Wash with a Gentle Cleanser

Sulfate shampoos strip the hair of its natural oils. Look for sulfate-free cleansing washes or conditioning creams instead. These mild, suds-free poos clean your mane, while moisturizing it at the same time.

Mother Nature Knows Best

Foreman raves about the benefits of aloe, sea botanicals and honey on parched curls. “Aloe is the oldest, most moisturizing natural ingredient; sea botanicals coat the hair shaft, adding sheen without crazy buildup; honey moisturizes inside the hair shaft and even helps to keep your hair cleaner longer.” Oils also rank high on her list. “Mongongo is the pack leader combined with abyssinian oil, they are so chock-full of vitamin E that they feed the hair. Coconut oil is positively charged where hair is negatively charged, making for a perfect balance.”
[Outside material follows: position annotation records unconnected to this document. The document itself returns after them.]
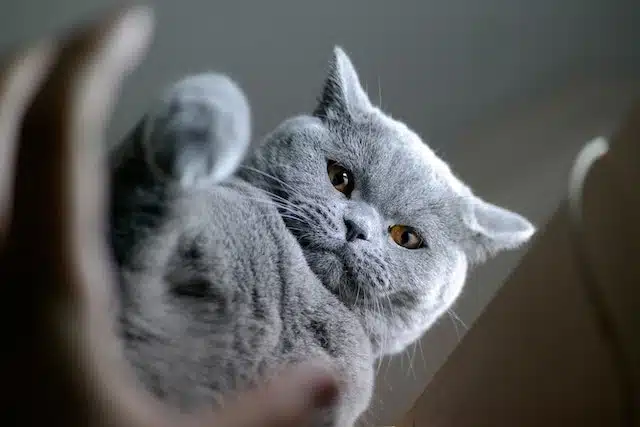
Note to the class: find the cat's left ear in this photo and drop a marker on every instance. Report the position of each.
(494, 229)
(342, 95)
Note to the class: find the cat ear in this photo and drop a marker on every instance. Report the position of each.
(494, 229)
(342, 95)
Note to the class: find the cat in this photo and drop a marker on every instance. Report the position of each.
(340, 236)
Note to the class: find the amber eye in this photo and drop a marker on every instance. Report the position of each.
(341, 179)
(406, 236)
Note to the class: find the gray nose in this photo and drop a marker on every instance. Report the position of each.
(355, 230)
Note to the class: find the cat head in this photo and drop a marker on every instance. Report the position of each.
(383, 222)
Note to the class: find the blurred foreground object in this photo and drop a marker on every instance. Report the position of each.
(558, 345)
(62, 363)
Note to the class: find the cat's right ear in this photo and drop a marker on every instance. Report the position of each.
(342, 96)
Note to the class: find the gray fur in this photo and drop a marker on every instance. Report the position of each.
(227, 279)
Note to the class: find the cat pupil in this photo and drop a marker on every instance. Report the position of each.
(340, 179)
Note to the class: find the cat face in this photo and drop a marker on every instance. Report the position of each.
(383, 221)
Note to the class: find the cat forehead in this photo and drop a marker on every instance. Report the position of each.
(401, 155)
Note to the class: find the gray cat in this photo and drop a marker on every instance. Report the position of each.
(340, 237)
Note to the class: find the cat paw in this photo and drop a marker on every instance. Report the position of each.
(200, 131)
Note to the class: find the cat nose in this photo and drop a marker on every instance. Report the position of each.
(355, 230)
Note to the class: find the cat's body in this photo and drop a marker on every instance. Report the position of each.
(342, 237)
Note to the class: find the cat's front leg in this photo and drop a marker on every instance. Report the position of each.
(200, 130)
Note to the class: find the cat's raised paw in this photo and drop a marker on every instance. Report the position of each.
(200, 130)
Branch, on the other hand, loves using shea butter and extra virgin olive oil to combat dryness. “Extra virgin olive oil has high levels of monounsaturated fatty acids and vitamin E. It is very emollient, and its lightweight consistency makes it easy to penetrate the hair shaft for ample moisturizing ability. It provides a more sleek, smooth and healthy appearance, and as an antioxidant, it is critical for hair growth.”

Chemicals Are Not Your Friend

Chemical processes, such as color, bleach, straighteners or texturizers can be damaging to your mane. So if you decide to do one of them, minimize the frequency of these harsh treatments and moisturize your hair as often as possible.

Limit Heat

Heat is also damaging to your hair. It can burn curly hair, leaving it lifeless, and alter the texture of curls, creating damaged, straight ends. “Remember, you fry french fries at 350 Fahrenheit and most flat irons get to 450 Fahrenheit. Healthy, undamaged hair burns at about 451 Fahrenheit — that’s why no one makes a hotter flat iron,” says Foreman. “And then since heat damage is cumulative, the temperature at which your hair will burn decreases as heat damage increases.” To minimize damage, she recommends purchasing a good quality flat iron that has an adjustable temperature setting. Next, figure out the right temperature for your hair. Start at a low temperature and increase by increments of 10 degrees until you find the right setting for your tresses.

Silicones Are Bad for Your Hair…

Silicones, aka ‘cones, can build up on the hair shaft, effectively laminating strands so that moisture cannot penetrate them. This causes hair to become dry, delicate and inelastic, leading to breakage. “Also, silicones puddle around the hair shaft and build up along with your natural sebum becoming harder, causing your hair to grow in thinner, finer and more fragile,” adds Foreman.

…Except When You’re Using Heat

Because silicones are a reliable sealant and are heat resistant up to 500 Fahrenheit and your flat iron or curling iron heat up to 450 Fahrenheit, the only time you should employ ‘cones is as a heat protectant to buffer the damage caused by these hot tools. Nevertheless, limit your usage and don’t forget to clarify your hair with an apple cider vinegar rinse from time to time to get rid of any buildup.

Invest in Satin

“The friction one may experience with a cotton or wool-blend fabric dries out hair and causes frizz and breakage. Sleeping with a satin scarf, bonnet or pillowcase, however, is excellent for highly textured hair because it minimizes friction caused while tossing and turning in one’s sleep, leading to less tangling, dryness and static,” says Branch.

Handle with Care

Dry, fragile curls are susceptible to breakage as you handle your tresses. Branch suggests detangling hair while wet with a wide-tooth comb and deep moisturizing conditioner, from bottom to top, to minimize breakage.

Sometimes There’s No Other Choice

And for hair that is severely damaged, the only way to rescue it is to snip off the damaged bits. Sorry, but sometimes there is no other way around it. If you don’t cut those ends off, the hair that is extremely brittle or split will snap off causing more damage.